Auch das Rennformat ist in Europa besonders: Gefahren wird auf klassischen Rundstrecken statt Ovalen, mit 30–40-minütigen Sprintrennen auf Strecken wie Valencia, Paul Ricard, Brands Hatch oder Most. „Das ist purer Rennsport“, betont er. Zwei Fahrer teilen sich ein Auto, fahren aber jeweils eigene Rennen und Meisterschaften – eine kosteneffiziente Lösung ohne klassische Langstreckenstruktur.


Finanziell bleibt die Serie herausfordernd. Europaweite Reisen treiben die Kosten, gleichzeitig ist die Plattform für große internationale Konzerne noch nicht groß genug. „Für große Unternehmen ist die Serie vielleicht noch zu klein, für nationale Firmen zu groß – das ist eine Herausforderung“, erklärt Brenndörfer. Dennoch sieht er Wachstumspotenzial, unter anderem durch TV-Übertragungen und Streaming.


Um die Reichweite zu erhöhen, investiert Bremotion stark in Events und Fan-Aktivierungen, besonders in Deutschland. Veranstaltungen rund um Städte wie Frankfurt und Magdeburg nutzen gezielt die regionale Nähe der Fahrer. Events wie Brands Hatch mit dem American SpeedFest (50.000–60.000 Zuschauer) zeigen das Potenzial. „Für Racing-Fans ist das ein Traum“, sagt er. Auch in Most, gemeinsam mit der Truck-EM, kommen rund 40.000 Zuschauer. „Das Produkt ist gut – wir müssen nur dafür sorgen, dass die Leute wissen, dass es NASCAR auch in Europa gibt.“


Ein zentrales Thema im Bizz Talk war Bremotions Entscheidung, einen Simracer – Garrett Lowe – einzusetzen. Die Idee basiert auf Patricks eigener Erfahrung mit Simulation. Bereits 2019 setzte Bremotion mit Jan-Philipp "JP" Springob einen jungen Kartfahrer ohne Führerschein direkt in ein GT4-Auto und bereitete ihn über Simulator und iRacing vor. „Er konnte von Anfang an vorne mitfahren“, sagt Patrick.
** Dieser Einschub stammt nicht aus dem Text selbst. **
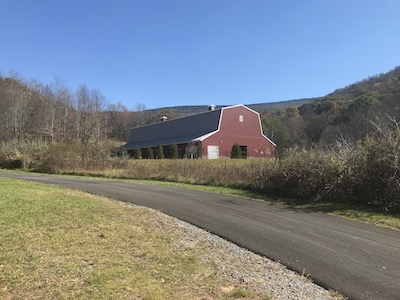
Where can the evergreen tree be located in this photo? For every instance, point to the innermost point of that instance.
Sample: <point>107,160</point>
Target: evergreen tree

Vor zwei Jahren kam Florian Haasper von BS+COMPETITION mit der Idee, Garrett Lowe – einen Top-eNASCAR-Simracer – in der Euro Series einzusetzen. „Ich war sofort begeistert“, sagt Brenndörfer. Der Erfolg stellte sich schnell ein: Lowe war direkt konkurrenzfähig und holte Podestplätze. „Ich bin sicher, dass er ein Kandidat für Rennsiege ist.“


Interessanterweise reicht Patricks Verbindung zum Simracing weit zurück – bis in die 1990er-Jahre und die Simulation Grand Prix Legends. „Das war 1998 mein Sponsor in der Formel Ford“, erzählt er. Die Simulation galt als extrem realistisch und anspruchsvoll, insbesondere durch die detailgetreue Nordschleife. „Das ist nichts für entspanntes Feierabend-Racing“, sagt er lachend.


Damals baute er sogar einen physischen Simulator auf Basis eines Formel-Ford-Chassis und präsentierte ihn auf der Nürburgring-Fläche der Essen Motor Show. Fans und ehemalige Rennfahrer standen Schlange, um ihn auszuprobieren. „Das war eine verrückte Zeit“, erinnert er sich.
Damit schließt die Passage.